Thanks to Hachette for sending me a copy.

Sometimes a book knocks you off your feet and into a completely alien environment – no, I’m not talking sci-fi, but Michael Mohammed Ahmad’s The Lebs. I grew up in Sydney in the same timeframe as this book, but Ahmad’s Sydney is like nothing I’ve ever experienced. The writing – three separate and yet lined vignettes – is confronting and raw and insightful all at once; reading it had me feeling disturbed, challenged and interested all at once. While the final vignette has been criticised for not quite fitting, I think that was the point – the intended message was about accepting who you are and not trying to be someone you’re not. To me, that came across loud and clear.

I can’t say I enjoyed it because books like this are rarely “enjoyable” in the way I would use the word, but I did learn something and that insight through different eyes led to further discussion … which is good.

Thanks to the author for sending me a copy.

Making Peace, Fiona McCallum’s sequel to Finding Hannah, is a tender, heartfelt story about friendships (new and old) and making peace with the past. In the mood for something comforting to curl up on the lounge with, this story hit the spot. Although it can be read as standalone story, it works best if you read it after Finding Hannah because you see Hannah’s continued growth in the face of pain – and she learns that she doesn’t have to fix everyone to be a good person. A gentle reminder about kindness and the benefit of good friends (and a cat or three), without quite reaching the tear-jerking heights of Finding Hannah, this book is the perfect curler-upper. Just make sure you have chocolate or your fave drink on hand so you can settle down for a long, uninterrupted read.

Thanks to Harlequin for sending me a copy.

Isn’t the cover of Holly Ringland’s debut The Lost Flowers of Alice Hart gorgeous? The inside is just as lovely, too – it’s beautifully designed. There’s been a lot of hype about this book so I was looking forward to reading it for myself, and the idea of women living and healing together through working with flowers/nature really appealed. I also have a thing for flowers, especially native wildflowers, so I was particularly drawn to the descriptions at the start of each chapter.

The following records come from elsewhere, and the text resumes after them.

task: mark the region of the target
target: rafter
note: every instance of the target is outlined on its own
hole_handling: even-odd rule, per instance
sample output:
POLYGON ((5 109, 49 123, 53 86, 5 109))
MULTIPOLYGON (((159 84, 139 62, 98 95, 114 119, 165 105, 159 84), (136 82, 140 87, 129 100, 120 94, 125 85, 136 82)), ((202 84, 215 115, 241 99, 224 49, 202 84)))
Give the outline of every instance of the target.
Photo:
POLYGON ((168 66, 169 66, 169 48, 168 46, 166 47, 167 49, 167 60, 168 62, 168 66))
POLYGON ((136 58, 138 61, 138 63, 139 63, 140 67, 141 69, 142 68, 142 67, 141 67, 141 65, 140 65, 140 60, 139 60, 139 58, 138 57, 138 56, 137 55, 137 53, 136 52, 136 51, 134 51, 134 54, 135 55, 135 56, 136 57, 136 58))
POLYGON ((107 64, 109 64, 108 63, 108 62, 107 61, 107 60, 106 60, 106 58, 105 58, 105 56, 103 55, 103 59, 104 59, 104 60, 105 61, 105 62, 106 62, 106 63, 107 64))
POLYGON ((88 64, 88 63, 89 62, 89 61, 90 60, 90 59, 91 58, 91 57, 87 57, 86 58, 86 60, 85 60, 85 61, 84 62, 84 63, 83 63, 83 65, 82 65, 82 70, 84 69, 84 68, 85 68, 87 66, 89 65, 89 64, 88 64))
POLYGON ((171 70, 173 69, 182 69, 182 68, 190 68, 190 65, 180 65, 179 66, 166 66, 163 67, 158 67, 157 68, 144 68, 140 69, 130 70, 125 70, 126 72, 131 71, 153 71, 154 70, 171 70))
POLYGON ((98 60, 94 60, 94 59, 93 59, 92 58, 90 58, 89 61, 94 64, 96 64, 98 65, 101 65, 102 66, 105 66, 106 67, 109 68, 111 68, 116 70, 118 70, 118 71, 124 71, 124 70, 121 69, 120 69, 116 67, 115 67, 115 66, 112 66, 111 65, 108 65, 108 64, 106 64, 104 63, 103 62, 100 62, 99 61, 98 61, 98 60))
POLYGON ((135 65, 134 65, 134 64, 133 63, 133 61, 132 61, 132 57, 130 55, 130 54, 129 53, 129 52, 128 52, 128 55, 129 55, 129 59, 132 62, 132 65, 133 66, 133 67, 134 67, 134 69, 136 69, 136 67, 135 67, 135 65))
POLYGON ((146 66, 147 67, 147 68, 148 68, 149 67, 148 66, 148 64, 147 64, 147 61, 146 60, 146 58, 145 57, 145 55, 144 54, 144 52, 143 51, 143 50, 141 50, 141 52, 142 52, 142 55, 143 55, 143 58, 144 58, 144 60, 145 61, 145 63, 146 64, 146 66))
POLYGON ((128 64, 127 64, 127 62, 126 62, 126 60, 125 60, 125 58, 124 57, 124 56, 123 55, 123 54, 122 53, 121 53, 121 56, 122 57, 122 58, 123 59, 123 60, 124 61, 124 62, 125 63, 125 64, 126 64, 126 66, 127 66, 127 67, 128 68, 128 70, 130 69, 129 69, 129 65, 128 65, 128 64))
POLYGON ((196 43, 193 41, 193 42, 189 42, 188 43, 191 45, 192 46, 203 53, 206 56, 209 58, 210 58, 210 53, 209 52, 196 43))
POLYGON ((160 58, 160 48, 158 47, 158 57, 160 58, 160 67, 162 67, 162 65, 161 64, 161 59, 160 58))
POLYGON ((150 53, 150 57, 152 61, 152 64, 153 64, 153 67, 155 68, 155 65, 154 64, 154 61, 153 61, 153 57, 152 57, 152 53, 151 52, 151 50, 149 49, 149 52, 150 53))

Ringland has a gift for description and at times, her writing is evocative and vivid – those moments jumped out and I nodded the way a writer does when they’re taken with someone’s turn of phrase (and wish they thought of it first). However, it wasn’t consistently so, and the abrupt time-shifts from Alice the child to Alice the eighteen-year-old to Alice the twenty-something took me out of the story, which was a shame. And while the writing certainly has its evocative moments, especially in terms of setting, it didn’t quite hit the spot emotionally in the second half. There’s a lot of heart and love in this book but sometimes I just didn’t feel it even though I knew it was there. I wanted to feel more. Ever feel like that when you’re reading?

What else have I been reading? I’m back to reading more fairy tales – just read a funny one called The Troll Bride and I picked up a copy of Firebird by Mercedes Lackey at the library (it’s the fairy tale of the month for the Australian Fairy Tale Society) Oh, I have also finished Daring to Drive by Manal al-Sharif, which was illuminating, saddening and hopeful all at once. Definitely a must read!

What about you? What’s on your bedside table?